Honda appear to be gearing-up to introduce an all-new V4 1000cc superbike to slot in above the Fireblade and take the battle to its more exotic rivals.
Evidence pointing to Honda’s plans includes Honda CEO Tetsuo Suzuki admitting the firm will gauge demand for the RC213V-S before making any further decisions. Mr Suzuki said: “If we get many, many orders for the RC213V-S then perhaps we can look at a cheaper version that could sit between the Fireblade and the RC213V-S.”
The demand is likely to be high, too. It’s been the long-held dream of many Honda fans that a V4 superbike in the spirit of classics like the VFR750R RC30, RVF750 RC45 and the oval-pistoned NR750, would return to the range.
The new bike also looks likely to carry the ‘RVF’ badge – Honda have been careful to retain their trademark on the name in Europe despite marketing no products with that name, and recently applied for new rights in Australia.
In terms of timing, all the patents relating to the new bike were drawn up in 2014, putting them about two years behind the RC213V-S. That would mean the finished version – should it get the green light – could be shown by the end of 2016, with production starting in 2017. That means it would appear just as the limited production run of RC213V-S machines draws to a close, and a neat 25 years after the launch of the NR750.

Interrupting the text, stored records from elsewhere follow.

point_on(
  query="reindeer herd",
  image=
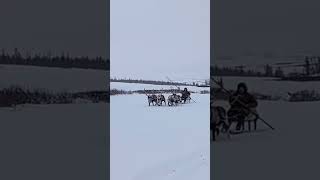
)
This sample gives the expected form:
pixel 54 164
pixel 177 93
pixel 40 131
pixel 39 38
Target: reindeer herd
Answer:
pixel 172 100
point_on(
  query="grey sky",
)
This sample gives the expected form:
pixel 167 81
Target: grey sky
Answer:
pixel 76 26
pixel 281 26
pixel 152 39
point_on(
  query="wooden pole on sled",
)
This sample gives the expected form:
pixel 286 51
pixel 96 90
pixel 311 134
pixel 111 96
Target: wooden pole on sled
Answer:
pixel 229 93
pixel 179 88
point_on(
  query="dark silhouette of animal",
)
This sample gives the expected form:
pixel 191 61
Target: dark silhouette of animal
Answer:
pixel 160 99
pixel 173 99
pixel 152 99
pixel 218 121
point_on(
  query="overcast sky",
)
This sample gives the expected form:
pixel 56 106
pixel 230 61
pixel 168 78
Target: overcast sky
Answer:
pixel 283 26
pixel 152 39
pixel 75 26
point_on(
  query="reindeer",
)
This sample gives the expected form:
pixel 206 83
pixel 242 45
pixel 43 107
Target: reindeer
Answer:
pixel 218 122
pixel 173 99
pixel 160 99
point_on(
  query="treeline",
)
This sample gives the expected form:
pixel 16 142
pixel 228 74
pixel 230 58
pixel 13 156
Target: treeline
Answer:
pixel 163 91
pixel 48 60
pixel 269 71
pixel 140 81
pixel 16 95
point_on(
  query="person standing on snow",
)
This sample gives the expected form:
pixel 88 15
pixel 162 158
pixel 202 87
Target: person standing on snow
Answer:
pixel 241 102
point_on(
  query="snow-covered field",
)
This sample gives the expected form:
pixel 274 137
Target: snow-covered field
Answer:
pixel 48 141
pixel 54 79
pixel 159 142
pixel 53 141
pixel 289 152
pixel 269 86
pixel 137 86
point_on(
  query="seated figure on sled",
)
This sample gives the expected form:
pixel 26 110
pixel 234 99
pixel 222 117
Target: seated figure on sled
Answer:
pixel 243 108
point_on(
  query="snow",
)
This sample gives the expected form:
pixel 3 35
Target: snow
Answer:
pixel 269 86
pixel 54 79
pixel 137 86
pixel 159 142
pixel 289 152
pixel 62 141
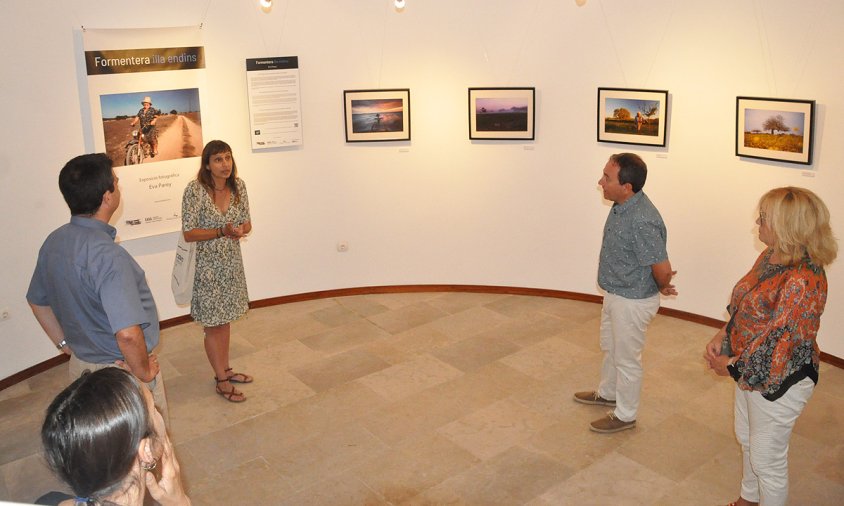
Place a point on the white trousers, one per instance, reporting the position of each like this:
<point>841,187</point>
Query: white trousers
<point>763,428</point>
<point>623,325</point>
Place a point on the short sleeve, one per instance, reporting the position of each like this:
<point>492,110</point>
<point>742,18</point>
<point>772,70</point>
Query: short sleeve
<point>649,243</point>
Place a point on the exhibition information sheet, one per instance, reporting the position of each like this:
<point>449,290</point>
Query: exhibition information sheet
<point>274,106</point>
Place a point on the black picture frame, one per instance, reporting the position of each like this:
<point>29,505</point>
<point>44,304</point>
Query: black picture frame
<point>619,123</point>
<point>505,114</point>
<point>794,118</point>
<point>377,115</point>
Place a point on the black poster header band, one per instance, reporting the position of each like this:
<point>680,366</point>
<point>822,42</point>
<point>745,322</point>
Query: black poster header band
<point>285,62</point>
<point>124,61</point>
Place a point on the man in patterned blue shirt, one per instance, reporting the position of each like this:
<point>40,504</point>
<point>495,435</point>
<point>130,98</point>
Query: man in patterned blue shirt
<point>633,270</point>
<point>87,292</point>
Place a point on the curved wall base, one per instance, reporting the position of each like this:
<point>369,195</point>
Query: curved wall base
<point>368,290</point>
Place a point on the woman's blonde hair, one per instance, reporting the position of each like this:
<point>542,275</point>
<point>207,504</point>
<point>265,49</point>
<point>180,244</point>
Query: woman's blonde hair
<point>799,221</point>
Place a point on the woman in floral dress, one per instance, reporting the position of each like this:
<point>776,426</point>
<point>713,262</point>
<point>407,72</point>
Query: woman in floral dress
<point>769,345</point>
<point>215,215</point>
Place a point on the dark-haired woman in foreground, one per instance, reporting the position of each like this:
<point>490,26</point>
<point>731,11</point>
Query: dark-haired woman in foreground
<point>769,345</point>
<point>215,215</point>
<point>103,437</point>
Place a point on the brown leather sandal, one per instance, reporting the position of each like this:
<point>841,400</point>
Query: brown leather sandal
<point>238,377</point>
<point>228,394</point>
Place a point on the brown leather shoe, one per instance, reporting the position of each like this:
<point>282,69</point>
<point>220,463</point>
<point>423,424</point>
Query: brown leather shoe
<point>609,424</point>
<point>593,398</point>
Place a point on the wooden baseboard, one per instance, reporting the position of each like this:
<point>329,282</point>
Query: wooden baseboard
<point>32,371</point>
<point>369,290</point>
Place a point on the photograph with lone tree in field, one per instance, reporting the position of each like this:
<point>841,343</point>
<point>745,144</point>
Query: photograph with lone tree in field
<point>775,129</point>
<point>629,116</point>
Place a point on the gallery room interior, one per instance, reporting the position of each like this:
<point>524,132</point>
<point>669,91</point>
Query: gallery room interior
<point>425,308</point>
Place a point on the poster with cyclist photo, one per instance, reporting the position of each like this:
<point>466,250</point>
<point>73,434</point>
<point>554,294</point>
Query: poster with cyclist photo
<point>145,93</point>
<point>151,126</point>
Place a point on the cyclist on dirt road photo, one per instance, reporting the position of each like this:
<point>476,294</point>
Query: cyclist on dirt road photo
<point>148,116</point>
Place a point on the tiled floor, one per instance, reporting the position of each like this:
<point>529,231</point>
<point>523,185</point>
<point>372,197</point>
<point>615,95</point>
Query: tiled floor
<point>443,398</point>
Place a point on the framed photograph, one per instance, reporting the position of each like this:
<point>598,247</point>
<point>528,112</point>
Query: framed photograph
<point>629,116</point>
<point>775,129</point>
<point>377,115</point>
<point>502,113</point>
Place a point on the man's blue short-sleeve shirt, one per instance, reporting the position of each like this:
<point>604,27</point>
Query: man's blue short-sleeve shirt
<point>94,287</point>
<point>634,239</point>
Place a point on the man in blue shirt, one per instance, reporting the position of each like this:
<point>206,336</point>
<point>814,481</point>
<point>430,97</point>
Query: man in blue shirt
<point>87,292</point>
<point>633,270</point>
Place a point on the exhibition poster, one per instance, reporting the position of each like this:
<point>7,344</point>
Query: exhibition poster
<point>145,93</point>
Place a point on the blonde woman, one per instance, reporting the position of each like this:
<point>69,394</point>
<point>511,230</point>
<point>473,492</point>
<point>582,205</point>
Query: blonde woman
<point>769,345</point>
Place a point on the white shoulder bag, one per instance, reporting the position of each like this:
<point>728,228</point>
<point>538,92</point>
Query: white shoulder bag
<point>183,270</point>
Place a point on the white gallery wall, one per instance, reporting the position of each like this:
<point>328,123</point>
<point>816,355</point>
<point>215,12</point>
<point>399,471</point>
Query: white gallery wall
<point>441,208</point>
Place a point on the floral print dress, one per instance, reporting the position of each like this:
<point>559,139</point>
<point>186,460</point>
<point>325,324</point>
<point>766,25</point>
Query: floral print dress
<point>776,312</point>
<point>219,286</point>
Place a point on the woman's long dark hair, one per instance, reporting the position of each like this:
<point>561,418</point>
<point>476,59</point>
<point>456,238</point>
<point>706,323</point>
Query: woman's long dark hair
<point>93,429</point>
<point>204,175</point>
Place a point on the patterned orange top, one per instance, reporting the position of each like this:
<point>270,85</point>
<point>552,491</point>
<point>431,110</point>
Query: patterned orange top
<point>775,314</point>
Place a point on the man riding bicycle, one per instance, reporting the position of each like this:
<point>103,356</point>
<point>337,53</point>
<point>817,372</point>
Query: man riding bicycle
<point>148,116</point>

This month Honda have published no fewer than five patents around aspects of a new V4, road bike, clearly showing that the bike in question is a direct relation of the RC213V-S. However, if the engine is familiar, the rest of the bike is quite new. The most notable difference is the chassis. On the RC213V-S, the hand-welded frame is fabricated by the same highly-skilled team that build MotoGP machines. Replacing it with a mass-produced chassis and swapping the expensive race-spec suspension for something off-the-shelf would slash the price, and that’s just what Honda may be planning.
The new frame is a cast-aluminium monocoque, similar in construction to Ducati’s Panigale. As on the Ducati, the main structure doubles as the airbox with the engine as a stressed member.
As well as being cheap and easy to make – the patents explain how the frame/airbox unit will be cast as a single piece. With no spars surrounding the engine, the motor becomes the widest part of the bike, reducing the frontal area. The cast frame also allows for a main ram-air intake going through the headstock, a set-up that’s fairly conventional on modern superbikes but one that isn’t used by the RC213V-S.
The rest of the chassis components are also cast. There’s a smaller swingarm pivot casting bolted to each side of the engine and the seat subframe is also made from two cast-aluminium structures with a cross-member to mount the rear shock.
The design means that the whole frame is made with no welds, and around a dozen bolts are used to assemble the whole thing around the engine. This simplicity continues to the rear suspension, which drops the Unit Pro Link arrangement in favour of a conventional rising-rate linkage.
End of the Fireblade?
A new RVF would provide Honda an additional superbike, more closely focussed on racing than the Blade, much as it used to have the RC45 and the CBR900RR in its range. Honda insist the Blade will remain in production although sources say that there is no development plan beyond 2017.